Nick did not answer at once. While he did not especially care for Rance he did not propose to let his patronage, which was not inconsiderable, go elsewhere without making an effort to hold it. Therefore, he thought a moment before picking up the saddle and placing it in the corner of the room.

"Aw, what you givin' us, Rance! She's only a-kiddin' 'im," at last he said consolingly.

The Sheriff was about to question this when a loud cry from outside arrested him.

"What's that?" he asked with his eyes upon the door.

"Why that's--that's Ashby's voice," the barkeeper informed him; and going to the door, followed by Rance, as well as the men who, on hearing the cry, had rushed in from the dance-hall, he opened it, and they heard again the voice that they all recognised now as that of the Wells Fargo Agent.

"Come on!" he was saying gruffly.

"What the deuce is up?" inquired Trinidad simultaneously with the Deputy's cry of "Bring him in!" And almost instantly the Deputy, followed by Ashby and others, entered, dragging along with him the unfortunate Jose Castro. The rough handling that he had received had not improved his appearance. His clothing, half Mexican, the rest of odds and ends, had been torn in several places. He looked oily, greasy and unwashed, while the eyes that looked around in affright had lost none of their habitual trickiness and sullenness.

And precisely as Castro appeared wholly different than when last seen in the company of his master, so, too, was Ashby metamorphosed. His hat was on the back of his head; his coat looked as if he had been engaged in some kind of a struggle; his hair was ruffled and long locks straggled down over his forehead; while his face wore a brutal, savage, pitiless, nasty look.

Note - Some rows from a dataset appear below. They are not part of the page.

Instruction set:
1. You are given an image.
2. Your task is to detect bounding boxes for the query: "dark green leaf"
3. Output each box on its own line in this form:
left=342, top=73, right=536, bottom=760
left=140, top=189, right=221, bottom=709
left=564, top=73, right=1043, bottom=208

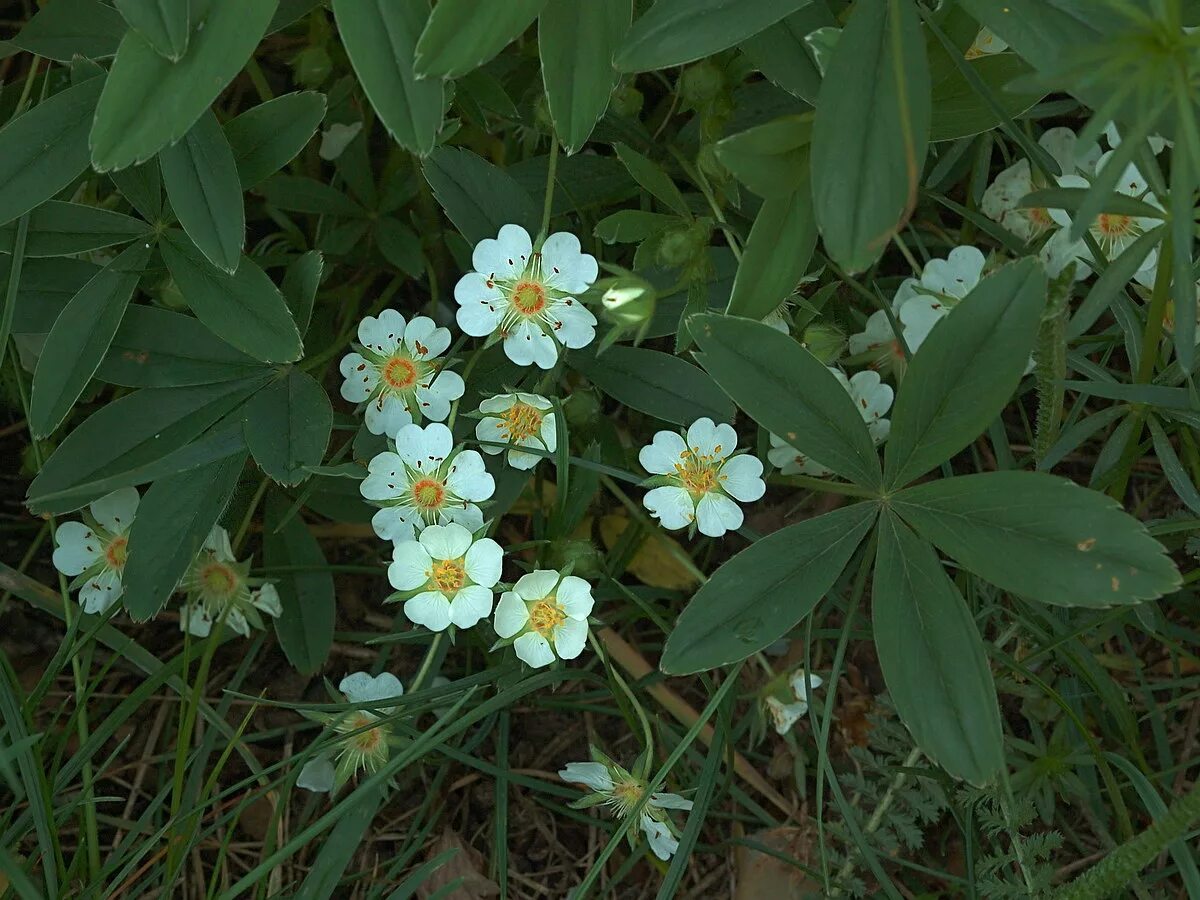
left=29, top=244, right=150, bottom=437
left=161, top=232, right=304, bottom=362
left=415, top=0, right=546, bottom=78
left=263, top=494, right=336, bottom=673
left=566, top=344, right=736, bottom=425
left=334, top=0, right=446, bottom=156
left=613, top=0, right=809, bottom=72
left=888, top=257, right=1046, bottom=487
left=246, top=368, right=334, bottom=485
left=90, top=0, right=277, bottom=172
left=871, top=515, right=1004, bottom=785
left=661, top=503, right=877, bottom=674
left=0, top=78, right=104, bottom=229
left=689, top=313, right=882, bottom=487
left=538, top=0, right=632, bottom=154
left=421, top=146, right=541, bottom=244
left=122, top=454, right=246, bottom=622
left=158, top=112, right=246, bottom=274
left=812, top=0, right=930, bottom=272
left=224, top=91, right=325, bottom=191
left=0, top=200, right=150, bottom=259
left=892, top=472, right=1180, bottom=607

By this time all the regular habituƩs of the saloon had come in and were crowding around the greaser with scowling, angry faces.

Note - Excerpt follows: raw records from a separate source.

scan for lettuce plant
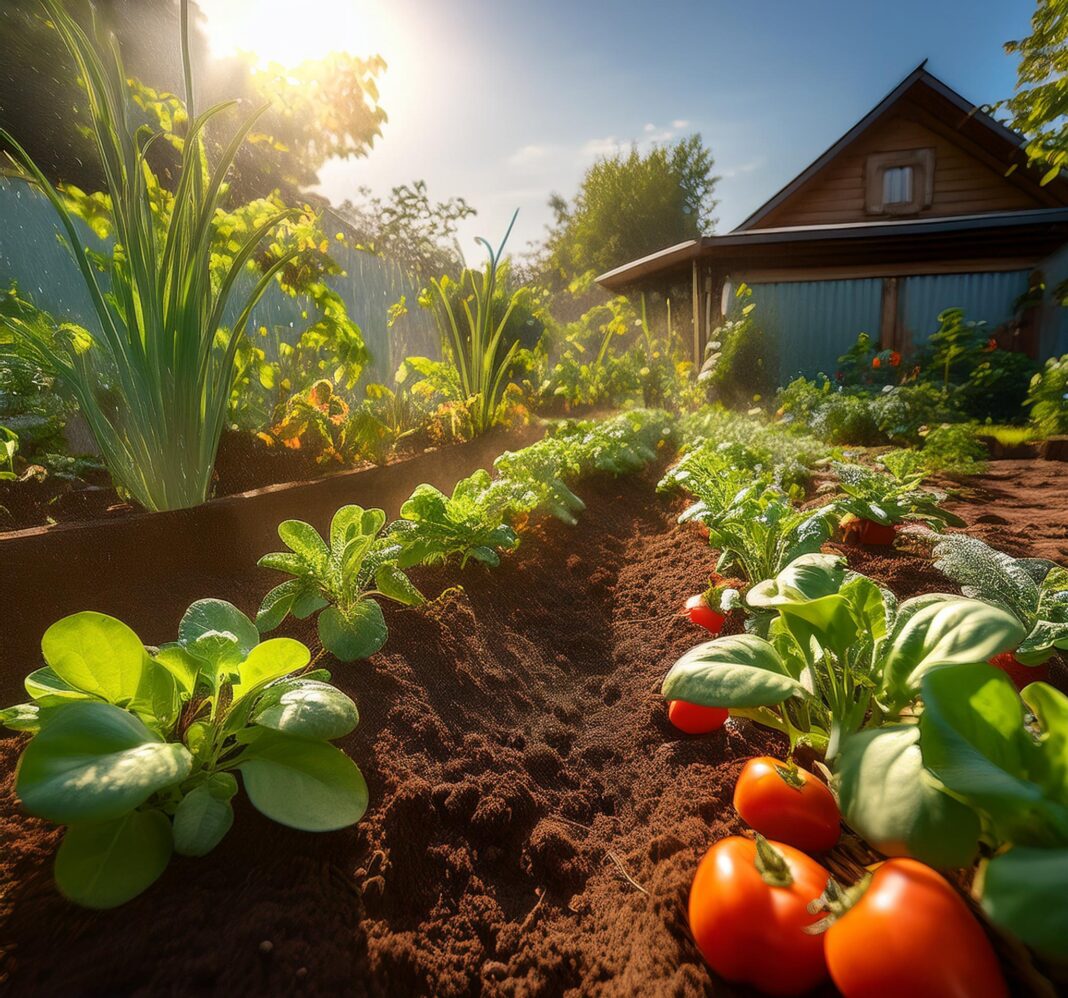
[832,462,964,530]
[657,440,771,527]
[662,553,1023,761]
[256,505,424,661]
[932,533,1068,666]
[390,469,527,568]
[918,664,1068,962]
[0,599,367,908]
[493,437,586,527]
[704,483,836,585]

"The greaser on the trail!" gurgled Ashby in his glass, having left his prisoner for a moment to fortify himself with a drink of whisky.

Whereupon, the Sheriff advanced and, with rough hands, jerked the prisoner's head brutally.

"Here you," he said, "give us a look at your face."

But the Sheriff had never seen him before. And in obedience to his commands to "Tie him up!" the Deputy and Billy Jackrabbit took a lariat from the wall and proceeded to bind their prisoner fast. When this was done Ashby called to Nick to serve him another drink, adding:

"Come on, boys!"

Instantly there was an exclamatory lining up at the bar, only Sonora, apparently, seeming disinclined to accept, which Ashby was quick to note. Turning to him quickly, he inquired:

"Say, my friend, don't you drink?"

But no insult had been intended by Sonora's omission; it was merely most inconsiderate on his part of the feelings of others; and, therefore, there was a note of apology in the voice that presently said:

"Oh, yes, Mr. Ashby, I'm with you all right."

During this conversation the eyes of the greaser had been wandering all over the room. But as the men moved away from him to take their drinks he started violently and an expression of dismay crossed his features. "Ramerrez' saddle!" he muttered to himself. "_The Maestro_--he is taken!"

Just then there came a particularly loud burst of approval from the spectators of the dancing going on in the adjoining room, and instinctively the men at the bar half-turned towards the noise. The prisoner's eyes followed their gaze and a fiendish grin replaced the look of dismay on his face. "No, he is there dancing with a girl," he said under his breath. A moment later Nick let down the bearskin curtain, shutting off completely the Mexican's view of the dance-hall.

"Come, now, tell us what your name is?" The voice was Ashby's who, together with the others, now surrounded the prisoner. "Speak up--who are you?"

"My name ees Jose Castro;" and then he added with a show of pride: "_Ex-padrona_ of the bull-fights."

"But the bull-fights are at Monterey! Why do you come to this place?"